If online shooters are starting to feel a little tired, or guns just haven’t been your thing all along then For Honor wants you to suit up with armour and prepare to get your hands dirty. Three factions are available to you and cater to pretty much any fan of this genre with the choice of Samurai, Vikings or Knights – each playing differently and also containing multiple classes that range from easy to advanced.
You are also presented with systems for gaining currency, unlocking more of the classes as well as getting gear, so there’s a little more to the game than just the actual campaign or multiplayer matches. It must be said though that the campaign mode feels pretty uninteresting and throwaway, and in many ways feels like nothing more than a by-the-numbers tutorial / filler to appease the “but, single player campaign!” crowd that won’t dish out for a multiplayer-only title. A shame really, when it’s so beautiful that it really makes you want something like this, just in… a proper full game. In any case, multiplayer is where it’s at.
For Honor might best be described as the lovechild of a few concepts and genres worked into something fresh and unique. The combat system revolves around blocking and attacking in 3 directions (up, left or right) combined with good footwork and some combos/abilities which will feel familiar to 3D fighting game fans, especially in duel modes.

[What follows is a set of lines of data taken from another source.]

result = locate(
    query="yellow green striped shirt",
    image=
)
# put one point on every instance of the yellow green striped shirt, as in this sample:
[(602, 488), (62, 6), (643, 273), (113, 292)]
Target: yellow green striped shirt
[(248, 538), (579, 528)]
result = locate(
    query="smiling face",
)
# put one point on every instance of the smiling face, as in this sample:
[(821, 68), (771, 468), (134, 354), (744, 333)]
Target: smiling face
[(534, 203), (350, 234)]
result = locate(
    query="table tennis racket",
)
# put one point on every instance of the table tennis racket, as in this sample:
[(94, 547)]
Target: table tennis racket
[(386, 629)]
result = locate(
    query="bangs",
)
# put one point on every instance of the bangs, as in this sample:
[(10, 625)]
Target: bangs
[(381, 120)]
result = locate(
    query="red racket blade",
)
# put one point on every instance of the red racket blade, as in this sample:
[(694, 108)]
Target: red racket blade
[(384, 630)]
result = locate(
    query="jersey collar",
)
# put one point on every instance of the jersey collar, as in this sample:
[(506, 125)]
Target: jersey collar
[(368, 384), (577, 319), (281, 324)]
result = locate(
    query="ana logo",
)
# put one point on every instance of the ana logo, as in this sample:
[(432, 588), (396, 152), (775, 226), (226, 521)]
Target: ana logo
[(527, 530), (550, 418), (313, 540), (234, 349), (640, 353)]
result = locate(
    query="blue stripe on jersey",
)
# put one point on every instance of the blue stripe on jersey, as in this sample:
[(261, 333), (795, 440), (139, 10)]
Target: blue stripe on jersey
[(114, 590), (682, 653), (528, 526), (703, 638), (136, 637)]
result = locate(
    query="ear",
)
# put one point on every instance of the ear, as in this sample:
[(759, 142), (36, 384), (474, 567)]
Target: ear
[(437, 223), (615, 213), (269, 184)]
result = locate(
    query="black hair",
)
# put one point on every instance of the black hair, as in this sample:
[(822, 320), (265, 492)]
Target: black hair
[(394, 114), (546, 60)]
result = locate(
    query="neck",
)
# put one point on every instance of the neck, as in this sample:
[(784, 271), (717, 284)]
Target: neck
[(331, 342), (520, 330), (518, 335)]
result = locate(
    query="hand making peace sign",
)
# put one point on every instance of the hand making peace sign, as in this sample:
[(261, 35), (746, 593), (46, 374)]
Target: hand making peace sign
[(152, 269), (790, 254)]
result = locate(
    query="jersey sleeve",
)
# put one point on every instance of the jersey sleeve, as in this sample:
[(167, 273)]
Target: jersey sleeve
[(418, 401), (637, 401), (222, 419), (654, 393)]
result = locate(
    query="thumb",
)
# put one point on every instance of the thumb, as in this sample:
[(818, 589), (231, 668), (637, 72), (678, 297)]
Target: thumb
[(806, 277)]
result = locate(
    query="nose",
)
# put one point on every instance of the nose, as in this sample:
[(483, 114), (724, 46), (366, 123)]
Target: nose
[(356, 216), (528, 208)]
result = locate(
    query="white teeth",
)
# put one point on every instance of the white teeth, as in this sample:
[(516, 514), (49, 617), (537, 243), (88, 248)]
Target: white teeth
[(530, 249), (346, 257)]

However, when it comes to something like the frantic Dominion mode, the details dilute, the player-on-player combat becomes more about quick, slog-fests in the middle of battle and the action starts to take a page from Titanfall’s book by having the levels packed with AI minions engaged in battle, with the players acting as the powerful main hero characters that make short work of them. Now add a dash of Dark Souls and you’re good to go.
Whether it be in the very precise and heart-pounding duels or the incredibly atmospheric and engaging larger modes, For Honor definitely does deliver up something that is both unique and fun to enjoy with friends. It’s also incredibly good looking, with good sound to boot and also features some great sound and music – so there’s no issue in that department.
Matchmaking can be considered to be borderline broken at the moment, and while I had an on/off experience with it, many of those around me struggled immensely to find games… some almost never did. We also had games crash out due to network issues as well (thanks mostly we believe to the lack of dedicated servers) and we even had an occasion where something caused the framerate to absolutely tank for a while. So for that and a few others reasons, For Honor doesn’t quite hit the marks it needs to right now and so it feels well suited for a discount purchase later on to save yourself a few bucks on what is essentially a multiplayer game and also give them some time to work the kinks out.